Storyville by E.J. Bellocq

Storyville by E.J. Bellocq

In 1897, the city council of New Orleans, Louisiana, ordered prostitutes to operate in a zone of tolerance. The area became known as ‘Storyville’ after Alderman Sidney Story (whose idea it was). Comprised of 16 square blocks just off the French Quarter, Storyville was home to legalised prostitution from January 1, 1898 until November 12, 1917, when the United States Navy closed it for good as the country entered World War 1.
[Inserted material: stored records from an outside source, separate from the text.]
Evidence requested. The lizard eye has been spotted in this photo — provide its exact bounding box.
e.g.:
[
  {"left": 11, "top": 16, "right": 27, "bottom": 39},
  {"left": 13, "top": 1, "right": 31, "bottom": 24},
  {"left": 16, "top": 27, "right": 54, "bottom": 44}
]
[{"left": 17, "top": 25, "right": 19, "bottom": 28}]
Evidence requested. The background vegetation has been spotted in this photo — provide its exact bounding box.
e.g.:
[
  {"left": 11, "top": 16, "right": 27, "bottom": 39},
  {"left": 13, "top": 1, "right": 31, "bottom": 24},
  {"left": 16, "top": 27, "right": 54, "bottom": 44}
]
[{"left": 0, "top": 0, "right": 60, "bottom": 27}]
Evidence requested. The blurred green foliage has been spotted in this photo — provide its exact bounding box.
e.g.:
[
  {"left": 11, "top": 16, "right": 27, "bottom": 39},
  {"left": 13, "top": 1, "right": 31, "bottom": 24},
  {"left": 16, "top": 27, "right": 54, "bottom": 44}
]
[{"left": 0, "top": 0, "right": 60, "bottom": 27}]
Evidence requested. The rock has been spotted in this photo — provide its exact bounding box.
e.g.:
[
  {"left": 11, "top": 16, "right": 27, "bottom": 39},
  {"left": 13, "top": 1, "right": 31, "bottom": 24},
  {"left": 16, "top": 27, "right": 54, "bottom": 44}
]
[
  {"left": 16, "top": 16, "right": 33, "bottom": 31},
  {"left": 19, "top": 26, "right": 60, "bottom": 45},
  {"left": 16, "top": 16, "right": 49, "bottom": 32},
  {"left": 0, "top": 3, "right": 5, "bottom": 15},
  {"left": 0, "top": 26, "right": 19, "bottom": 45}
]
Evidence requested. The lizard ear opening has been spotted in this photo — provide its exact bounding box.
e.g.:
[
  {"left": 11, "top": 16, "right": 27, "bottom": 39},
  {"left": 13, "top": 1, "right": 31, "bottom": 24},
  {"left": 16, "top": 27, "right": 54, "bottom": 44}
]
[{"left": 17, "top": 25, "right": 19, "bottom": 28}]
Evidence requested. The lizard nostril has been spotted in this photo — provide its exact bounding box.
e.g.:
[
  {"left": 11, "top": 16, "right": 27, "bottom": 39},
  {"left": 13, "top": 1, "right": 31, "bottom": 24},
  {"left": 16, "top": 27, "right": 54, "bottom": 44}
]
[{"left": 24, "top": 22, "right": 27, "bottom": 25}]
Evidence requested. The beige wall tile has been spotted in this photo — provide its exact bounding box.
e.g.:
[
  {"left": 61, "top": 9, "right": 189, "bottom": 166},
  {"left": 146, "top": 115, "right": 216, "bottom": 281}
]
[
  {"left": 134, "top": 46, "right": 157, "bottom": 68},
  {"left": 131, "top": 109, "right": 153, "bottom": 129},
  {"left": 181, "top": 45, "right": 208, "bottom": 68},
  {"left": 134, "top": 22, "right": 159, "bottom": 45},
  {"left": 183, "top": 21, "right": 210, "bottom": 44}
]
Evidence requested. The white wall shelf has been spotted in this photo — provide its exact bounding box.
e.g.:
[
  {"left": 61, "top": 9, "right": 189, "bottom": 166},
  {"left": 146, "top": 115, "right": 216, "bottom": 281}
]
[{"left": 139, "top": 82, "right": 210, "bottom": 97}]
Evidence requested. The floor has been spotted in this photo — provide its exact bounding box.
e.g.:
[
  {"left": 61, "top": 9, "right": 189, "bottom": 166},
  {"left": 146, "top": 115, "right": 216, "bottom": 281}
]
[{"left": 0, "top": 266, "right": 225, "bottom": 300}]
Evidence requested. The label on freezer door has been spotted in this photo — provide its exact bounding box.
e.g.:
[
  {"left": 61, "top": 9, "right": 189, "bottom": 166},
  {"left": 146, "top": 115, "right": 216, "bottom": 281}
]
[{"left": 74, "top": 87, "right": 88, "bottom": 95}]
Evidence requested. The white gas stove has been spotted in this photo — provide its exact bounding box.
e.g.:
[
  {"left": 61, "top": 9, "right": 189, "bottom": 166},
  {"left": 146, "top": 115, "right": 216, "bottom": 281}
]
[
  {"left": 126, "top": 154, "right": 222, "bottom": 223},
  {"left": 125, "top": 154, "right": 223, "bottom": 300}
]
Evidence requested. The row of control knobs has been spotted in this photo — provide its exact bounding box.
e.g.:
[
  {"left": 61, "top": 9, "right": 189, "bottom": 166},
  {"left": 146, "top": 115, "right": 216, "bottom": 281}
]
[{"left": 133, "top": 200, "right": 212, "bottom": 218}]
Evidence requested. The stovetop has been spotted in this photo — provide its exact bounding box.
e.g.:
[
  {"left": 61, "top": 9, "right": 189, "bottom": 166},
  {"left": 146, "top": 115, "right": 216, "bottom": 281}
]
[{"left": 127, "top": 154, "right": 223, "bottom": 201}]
Men flocked to brothels like the city’s infamous Mahogany Hall, housed on Basin Street beneath castle-like turrets. Jelly Roll Morton (October 20, 1890 – July 10, 1941) was the house pianist and E. J. Bellocq’s surviving Storyville photographs of the bordello are evidence of the elegant furnishings, glittering chandeliers and Tiffany stained-glass windows.

Bellocq’s pictures are sublime. They are, as Susan Sontag wrote, “far from the staged sadomasochistic high jinks of the bound women offering themselves up to the male gaze”.

Working as a commercial photographer, Bellocq occasionally took pictures for the Archdiocese of New Orleans. Why he began to take photos of woman working in Storyville between 1911 and 1913 is not known.

The subjects of his portraits look relaxed in front of the camera, being themselves in their homes. Some of the nudes are scratched. Was that done to hide the identity of his subjects? Whatever the reasons, his touch is light and the pictures enduring. Bellocq’s photographs belong to the world of “anti-formulaic, anti-salacious sympathy for ‘fallen’ women,” wrote Sontag. “That they are part of a series is what gives the photographs their integrity, their depth, their meaning. Each individual picture is informed by the meaning that attaches to the whole group.”